How to handle billing gracefully on your first outing
Billing is an awesome challenge that has the potential to remove the fizz from your first date. The white slip of paper positioned modestly on the table demands an instant solution, and you need to respond fast. The question that haunts men is who gets to pay, the purse or the wallet?
It’s a question that has multiple answers, but it really comes down to etiquette. How gracefully you handle the issue puts an indelible mark on your personality.
OK! Let’s get to the bottom of this tricky issue. The rule that one should never break is that the man gets to foot the bill on his first date. It is of no consequence who invited whom to dinner. Probably, you invited the beautiful lady or it’s the other way round. Whichever way it goes, it’s the gentleman’s responsibility to pull out his wallet. He has to do the honors, saying something gracious to move things along.
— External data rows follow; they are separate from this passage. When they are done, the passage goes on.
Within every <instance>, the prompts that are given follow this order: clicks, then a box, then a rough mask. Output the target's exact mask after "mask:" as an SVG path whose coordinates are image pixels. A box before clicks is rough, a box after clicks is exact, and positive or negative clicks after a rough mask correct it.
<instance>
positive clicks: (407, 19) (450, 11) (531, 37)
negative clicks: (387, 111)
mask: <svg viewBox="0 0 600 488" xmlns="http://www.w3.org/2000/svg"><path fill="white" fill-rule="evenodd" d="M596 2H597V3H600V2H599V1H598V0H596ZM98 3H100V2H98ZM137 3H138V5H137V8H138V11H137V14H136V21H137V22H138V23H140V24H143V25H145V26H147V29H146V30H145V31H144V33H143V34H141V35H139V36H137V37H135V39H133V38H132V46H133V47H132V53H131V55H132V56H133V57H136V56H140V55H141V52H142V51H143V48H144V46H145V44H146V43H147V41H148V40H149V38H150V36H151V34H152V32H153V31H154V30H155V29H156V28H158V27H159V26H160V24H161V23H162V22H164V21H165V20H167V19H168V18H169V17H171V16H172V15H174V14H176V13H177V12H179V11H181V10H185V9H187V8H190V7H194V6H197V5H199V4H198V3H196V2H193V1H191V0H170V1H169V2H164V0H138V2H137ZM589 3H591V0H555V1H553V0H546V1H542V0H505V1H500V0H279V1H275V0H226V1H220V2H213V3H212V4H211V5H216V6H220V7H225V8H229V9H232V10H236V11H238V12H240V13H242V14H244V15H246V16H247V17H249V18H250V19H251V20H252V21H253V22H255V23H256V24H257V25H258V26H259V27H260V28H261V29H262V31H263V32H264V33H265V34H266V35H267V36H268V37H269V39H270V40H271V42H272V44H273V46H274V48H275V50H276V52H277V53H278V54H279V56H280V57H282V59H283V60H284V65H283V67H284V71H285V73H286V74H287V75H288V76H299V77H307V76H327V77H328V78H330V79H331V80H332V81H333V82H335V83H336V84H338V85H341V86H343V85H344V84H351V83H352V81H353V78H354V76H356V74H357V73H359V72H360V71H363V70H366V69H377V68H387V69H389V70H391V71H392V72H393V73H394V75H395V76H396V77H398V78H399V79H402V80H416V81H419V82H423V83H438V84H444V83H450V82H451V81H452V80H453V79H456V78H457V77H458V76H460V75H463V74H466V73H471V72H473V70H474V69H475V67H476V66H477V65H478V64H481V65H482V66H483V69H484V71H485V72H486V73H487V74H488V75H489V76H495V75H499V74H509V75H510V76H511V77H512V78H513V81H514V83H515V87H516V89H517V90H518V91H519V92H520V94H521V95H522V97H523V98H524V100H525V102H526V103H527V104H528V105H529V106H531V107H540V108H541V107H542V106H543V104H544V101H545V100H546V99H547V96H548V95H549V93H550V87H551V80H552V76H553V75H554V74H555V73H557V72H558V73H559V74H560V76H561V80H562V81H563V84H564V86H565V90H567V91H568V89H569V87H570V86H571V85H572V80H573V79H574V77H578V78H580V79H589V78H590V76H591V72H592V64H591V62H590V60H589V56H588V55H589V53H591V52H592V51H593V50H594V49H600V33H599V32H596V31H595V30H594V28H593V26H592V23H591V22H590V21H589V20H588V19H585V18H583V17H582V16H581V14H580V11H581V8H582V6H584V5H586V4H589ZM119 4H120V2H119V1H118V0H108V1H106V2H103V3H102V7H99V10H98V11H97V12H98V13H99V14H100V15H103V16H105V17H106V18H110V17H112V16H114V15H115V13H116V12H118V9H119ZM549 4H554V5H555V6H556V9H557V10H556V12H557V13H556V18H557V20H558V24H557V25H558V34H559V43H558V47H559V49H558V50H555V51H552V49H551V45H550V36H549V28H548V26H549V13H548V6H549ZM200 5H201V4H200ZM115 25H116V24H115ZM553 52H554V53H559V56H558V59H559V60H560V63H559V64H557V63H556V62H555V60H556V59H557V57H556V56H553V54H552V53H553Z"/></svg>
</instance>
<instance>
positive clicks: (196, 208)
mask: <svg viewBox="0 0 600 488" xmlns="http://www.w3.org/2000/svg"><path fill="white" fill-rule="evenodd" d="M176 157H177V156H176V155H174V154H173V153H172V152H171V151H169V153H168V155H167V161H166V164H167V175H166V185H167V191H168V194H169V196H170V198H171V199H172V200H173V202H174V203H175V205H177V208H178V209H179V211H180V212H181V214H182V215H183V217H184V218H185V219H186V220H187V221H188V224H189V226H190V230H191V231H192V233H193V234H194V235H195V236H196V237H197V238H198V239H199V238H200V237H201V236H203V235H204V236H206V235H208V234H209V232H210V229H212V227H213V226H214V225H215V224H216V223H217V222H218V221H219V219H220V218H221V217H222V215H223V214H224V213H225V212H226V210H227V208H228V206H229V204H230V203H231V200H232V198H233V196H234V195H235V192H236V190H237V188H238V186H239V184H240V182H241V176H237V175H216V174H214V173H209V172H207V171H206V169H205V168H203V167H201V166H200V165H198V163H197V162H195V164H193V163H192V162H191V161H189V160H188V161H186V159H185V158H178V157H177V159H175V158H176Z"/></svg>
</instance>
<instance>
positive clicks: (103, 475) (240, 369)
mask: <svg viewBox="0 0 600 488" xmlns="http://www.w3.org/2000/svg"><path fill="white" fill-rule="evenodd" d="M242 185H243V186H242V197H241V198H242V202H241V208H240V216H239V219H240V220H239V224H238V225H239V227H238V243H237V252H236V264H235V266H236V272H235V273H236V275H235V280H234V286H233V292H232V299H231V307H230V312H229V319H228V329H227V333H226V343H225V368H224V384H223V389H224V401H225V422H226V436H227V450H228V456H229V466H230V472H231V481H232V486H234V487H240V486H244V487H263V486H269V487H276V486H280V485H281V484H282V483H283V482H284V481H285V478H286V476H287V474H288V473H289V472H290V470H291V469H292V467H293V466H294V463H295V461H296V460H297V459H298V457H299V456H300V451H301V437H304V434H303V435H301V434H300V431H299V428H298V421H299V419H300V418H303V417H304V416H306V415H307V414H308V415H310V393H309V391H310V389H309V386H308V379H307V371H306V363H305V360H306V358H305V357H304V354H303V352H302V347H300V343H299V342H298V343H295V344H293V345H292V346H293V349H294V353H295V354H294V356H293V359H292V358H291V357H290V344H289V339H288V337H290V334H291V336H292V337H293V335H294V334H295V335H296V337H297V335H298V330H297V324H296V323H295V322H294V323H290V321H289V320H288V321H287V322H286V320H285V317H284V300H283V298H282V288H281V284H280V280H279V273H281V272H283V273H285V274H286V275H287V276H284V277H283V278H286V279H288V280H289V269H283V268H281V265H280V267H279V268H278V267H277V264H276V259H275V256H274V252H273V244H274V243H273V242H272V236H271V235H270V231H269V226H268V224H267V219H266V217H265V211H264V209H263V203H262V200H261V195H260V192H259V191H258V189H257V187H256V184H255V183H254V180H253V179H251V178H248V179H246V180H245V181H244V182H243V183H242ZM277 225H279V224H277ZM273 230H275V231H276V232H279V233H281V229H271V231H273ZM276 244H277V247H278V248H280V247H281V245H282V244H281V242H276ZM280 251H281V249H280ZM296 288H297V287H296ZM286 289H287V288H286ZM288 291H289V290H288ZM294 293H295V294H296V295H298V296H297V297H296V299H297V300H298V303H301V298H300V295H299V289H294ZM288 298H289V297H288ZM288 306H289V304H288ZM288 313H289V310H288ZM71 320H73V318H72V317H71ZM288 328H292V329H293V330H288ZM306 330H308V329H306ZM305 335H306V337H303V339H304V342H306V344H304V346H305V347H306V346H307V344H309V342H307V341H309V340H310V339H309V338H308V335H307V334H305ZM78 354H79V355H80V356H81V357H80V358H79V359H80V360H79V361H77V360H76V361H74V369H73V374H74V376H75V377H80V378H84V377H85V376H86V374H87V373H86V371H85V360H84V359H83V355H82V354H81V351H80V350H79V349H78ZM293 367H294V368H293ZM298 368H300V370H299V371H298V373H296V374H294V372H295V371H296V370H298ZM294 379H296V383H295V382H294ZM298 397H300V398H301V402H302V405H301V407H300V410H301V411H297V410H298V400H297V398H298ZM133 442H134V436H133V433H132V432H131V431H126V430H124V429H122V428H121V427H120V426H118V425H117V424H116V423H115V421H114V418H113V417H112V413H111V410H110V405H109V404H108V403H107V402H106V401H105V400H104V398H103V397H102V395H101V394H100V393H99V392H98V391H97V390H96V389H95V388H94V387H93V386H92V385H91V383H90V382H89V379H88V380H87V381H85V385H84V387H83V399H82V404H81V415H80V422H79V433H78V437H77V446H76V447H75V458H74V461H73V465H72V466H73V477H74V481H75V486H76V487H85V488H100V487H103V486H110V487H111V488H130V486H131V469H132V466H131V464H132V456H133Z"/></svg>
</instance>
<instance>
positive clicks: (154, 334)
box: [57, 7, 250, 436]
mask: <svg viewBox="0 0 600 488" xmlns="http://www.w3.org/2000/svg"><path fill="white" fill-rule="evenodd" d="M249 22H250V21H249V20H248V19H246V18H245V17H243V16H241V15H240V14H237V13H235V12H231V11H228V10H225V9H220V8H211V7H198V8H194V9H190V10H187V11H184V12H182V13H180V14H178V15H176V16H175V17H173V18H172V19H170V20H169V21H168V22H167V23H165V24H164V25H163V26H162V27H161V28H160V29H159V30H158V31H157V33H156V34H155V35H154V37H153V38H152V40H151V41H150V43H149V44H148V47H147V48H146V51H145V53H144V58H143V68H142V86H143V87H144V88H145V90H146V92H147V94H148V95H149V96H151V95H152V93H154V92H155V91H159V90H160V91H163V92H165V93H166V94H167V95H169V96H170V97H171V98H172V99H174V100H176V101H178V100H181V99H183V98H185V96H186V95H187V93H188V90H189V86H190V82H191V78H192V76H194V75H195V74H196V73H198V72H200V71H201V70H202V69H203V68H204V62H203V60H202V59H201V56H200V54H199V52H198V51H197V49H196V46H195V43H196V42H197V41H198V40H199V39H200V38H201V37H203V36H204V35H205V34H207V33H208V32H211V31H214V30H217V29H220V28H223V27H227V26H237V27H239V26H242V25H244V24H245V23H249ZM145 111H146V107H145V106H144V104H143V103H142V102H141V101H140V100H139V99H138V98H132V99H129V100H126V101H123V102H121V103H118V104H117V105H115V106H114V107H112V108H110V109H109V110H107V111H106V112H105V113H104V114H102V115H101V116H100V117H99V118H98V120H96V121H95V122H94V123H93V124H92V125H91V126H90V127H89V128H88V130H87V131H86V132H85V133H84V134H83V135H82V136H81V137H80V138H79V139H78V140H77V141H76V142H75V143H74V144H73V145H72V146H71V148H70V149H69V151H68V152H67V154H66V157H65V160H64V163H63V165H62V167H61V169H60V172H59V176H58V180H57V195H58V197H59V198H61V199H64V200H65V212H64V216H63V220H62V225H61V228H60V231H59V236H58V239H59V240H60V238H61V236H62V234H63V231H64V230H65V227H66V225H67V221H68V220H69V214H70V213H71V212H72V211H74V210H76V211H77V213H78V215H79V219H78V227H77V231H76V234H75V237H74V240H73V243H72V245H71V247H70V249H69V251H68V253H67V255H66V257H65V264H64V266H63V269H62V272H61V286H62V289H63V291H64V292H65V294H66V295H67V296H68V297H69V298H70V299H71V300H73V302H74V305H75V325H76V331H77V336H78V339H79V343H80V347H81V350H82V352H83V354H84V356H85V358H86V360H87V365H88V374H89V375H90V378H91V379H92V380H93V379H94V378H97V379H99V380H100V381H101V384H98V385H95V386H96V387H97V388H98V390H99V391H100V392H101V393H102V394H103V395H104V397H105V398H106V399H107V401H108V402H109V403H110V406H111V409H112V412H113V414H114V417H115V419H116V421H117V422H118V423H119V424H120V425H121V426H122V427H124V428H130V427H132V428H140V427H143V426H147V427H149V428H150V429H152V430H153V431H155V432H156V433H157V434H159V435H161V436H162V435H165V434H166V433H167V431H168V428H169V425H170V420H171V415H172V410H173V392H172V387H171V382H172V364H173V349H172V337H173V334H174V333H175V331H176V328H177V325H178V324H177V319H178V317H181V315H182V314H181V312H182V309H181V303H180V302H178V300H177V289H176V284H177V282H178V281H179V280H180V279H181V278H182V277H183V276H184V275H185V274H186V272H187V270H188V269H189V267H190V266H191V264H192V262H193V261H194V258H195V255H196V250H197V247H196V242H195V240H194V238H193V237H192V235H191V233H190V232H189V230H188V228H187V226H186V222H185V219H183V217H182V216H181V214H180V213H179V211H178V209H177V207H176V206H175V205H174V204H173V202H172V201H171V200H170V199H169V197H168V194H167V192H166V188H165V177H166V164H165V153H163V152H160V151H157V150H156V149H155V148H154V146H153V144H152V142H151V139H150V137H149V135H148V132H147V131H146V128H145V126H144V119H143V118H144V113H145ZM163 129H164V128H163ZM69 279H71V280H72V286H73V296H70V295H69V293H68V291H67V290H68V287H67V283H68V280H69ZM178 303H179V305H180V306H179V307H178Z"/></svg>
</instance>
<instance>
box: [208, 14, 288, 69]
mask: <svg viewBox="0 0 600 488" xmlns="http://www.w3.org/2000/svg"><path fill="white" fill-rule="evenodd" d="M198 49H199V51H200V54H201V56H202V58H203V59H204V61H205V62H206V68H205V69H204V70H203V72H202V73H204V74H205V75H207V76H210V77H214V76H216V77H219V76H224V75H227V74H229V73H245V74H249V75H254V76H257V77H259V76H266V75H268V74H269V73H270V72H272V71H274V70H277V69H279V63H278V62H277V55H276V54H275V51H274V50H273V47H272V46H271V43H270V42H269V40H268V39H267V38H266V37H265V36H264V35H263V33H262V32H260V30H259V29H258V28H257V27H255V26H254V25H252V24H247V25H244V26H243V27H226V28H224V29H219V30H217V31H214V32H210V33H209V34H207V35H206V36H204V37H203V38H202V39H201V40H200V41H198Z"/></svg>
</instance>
This is the precise moment that things get a wee bit complicated. In an ideal situation, the lady smiles saying thank you and you are beaming from head to toe. Somehow, that screenplay gets rewritten ad nauseam.
The lady puts up a polite form of resistance and maybe insists she shares the bill. You will wave your hand airily and stay firm in dishing out the entire amount. The danger of falling for the sharing syndrome is that you might end up looking miserly, not to speak of appearing unchivalrous.
Even if it’s a person you know very well, you can’t afford to look cold and calculating. You want to appear generous and caring. You shared a great outing and you don’t’ want to give the impression the lady was wasting your time.
Remember that you are only fleshing out the contours of a potentially rewarding relationship. You haven’t established an abiding friendship. Gently move on despite all protestations, and pay the bill.
But what happens if the lady becomes too persistent and you are left dangling your credit card in midair? For the determined lady, it might be a matter of personal pride or a gender equality issue. That’s a harder nut to crack.
The safest way out with a tenacious woman is to give in but not before you’ve put up a manly show of decorum. You will insist politely that it’s your tab. But don’t argue the point forcefully, you might ruin the evening.
Even if the lady beats you to the split or pays the entire bill, there are some situations that you can control. Make sure the first drink is yours. You can allow the lady to pitch in on what follows. That works well for both of you. Besides, drinks go a long way in breaking the ice and resistance.
But when you are done with the meal, that bill is your baby, no exceptions. Make it easier on the lady by distracting her attention with your culinary knowledge and skills.
This routine can be repeated on other dates that follow till both you and your lady companion feel comfortable with splitting. In fact, it might look downright silly if you argue billing with your lady on the third date. See, the important point is that you’ve won her over.